Born and raised in NOLA. Now live in East TN.

Comments

  • FATC1TYFATC1TY Posts: 821
    Sounds like you may have gotten a reading at the bone?

    You wrapped it and kept it on right?

    Probably user error.
    -FATC1TY
    Grillin' and Brewing in Atlanta
    LBGE
    MiniMax
  • ^ sounds like one or more of your readings wasn't quite spot on. Probe in a few different places.
    Steve
    Outside of Appleton, WI - MBGE, LBGE
  • Mattman3969Mattman3969 Posts: 7,998
    edited June 2014
    Yes that is common.
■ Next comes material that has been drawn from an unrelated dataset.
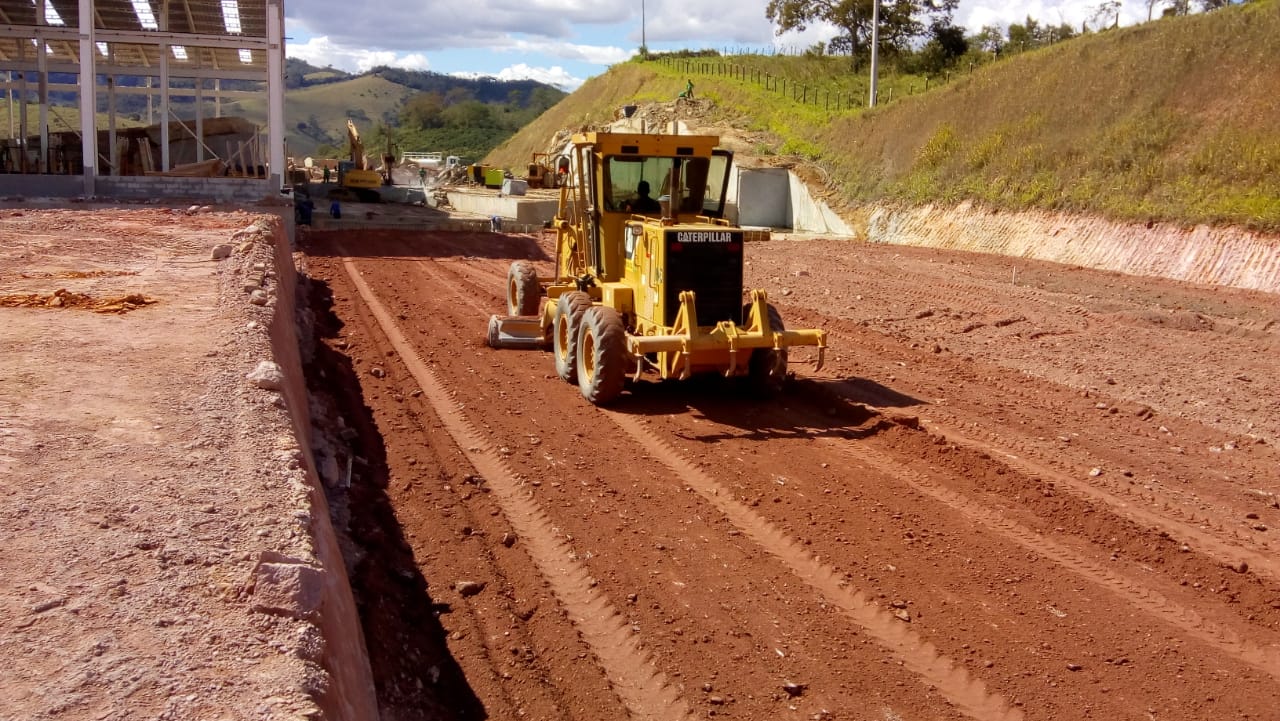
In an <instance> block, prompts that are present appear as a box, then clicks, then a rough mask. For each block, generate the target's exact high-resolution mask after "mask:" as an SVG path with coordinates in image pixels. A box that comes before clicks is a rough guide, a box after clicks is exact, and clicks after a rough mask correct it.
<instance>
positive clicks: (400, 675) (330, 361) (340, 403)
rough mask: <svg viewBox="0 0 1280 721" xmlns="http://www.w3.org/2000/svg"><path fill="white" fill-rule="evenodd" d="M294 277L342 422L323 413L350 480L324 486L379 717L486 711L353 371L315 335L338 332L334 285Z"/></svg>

I see it when I wrap beef and then unwrap to reduce liquids for different cooks. I think it is because you have let all the juices release from the meat therefore some of heat is gone too. Double check your temp in several spots to be sure. You will want the probe to have the resistance of warm buttah when u pull it off the egg.

    -----------------------------------------


    2008 -Large BGE. 2013- Small BGE and 2015 - Mini. Henderson, Ky.
  • Carolina QCarolina Q Posts: 12,865
    I am doing a butt. Got it to 165 then wrapped it to 195. Uncovered, basted, and put back on uncovered. Temp has now dropped to 171. Is this right?
    It's not uncommon for the temp to drop, though not usually that much. No idea what foiling or basting does to a butt. I've never done either. I just put mine on and don't touch 'em til they're done. The bone comment might be the answer, or a fat pocket. Just move the probe and see what happens.

    Pull the butt when the probe can be inserted with no resistance. Check several places. Or the bone can be pulled out easily. As for temp, 195° is just a guide. Tenderness is the deciding factor.

    I hate it when I go to the kitchen for food and all I find are ingredients!

                                                                …Unknown

    Michael 
    Central Connecticut 

  • henapplehenapple Posts: 15,983
    Just leave it wrapped next time. Shred and pour some of liquid gold over it.
    Green egg, dead animal and alcohol. The "Boro".. TN 
  • Miked125Miked125 Posts: 441
    I think you hit a fat pocket or bone. How long was the foil from 165-195?
  • PhiliciousPhilicious Posts: 339
    Miked - I don't remember how long it was. The whole cook for a 7# at 250 was 10 hours. Came out great but this is a forgiving piece of meat. I am trying to figure out a best method for an ameatur competition and was trying a foil wrap.
    Born and raised in NOLA. Now live in East TN.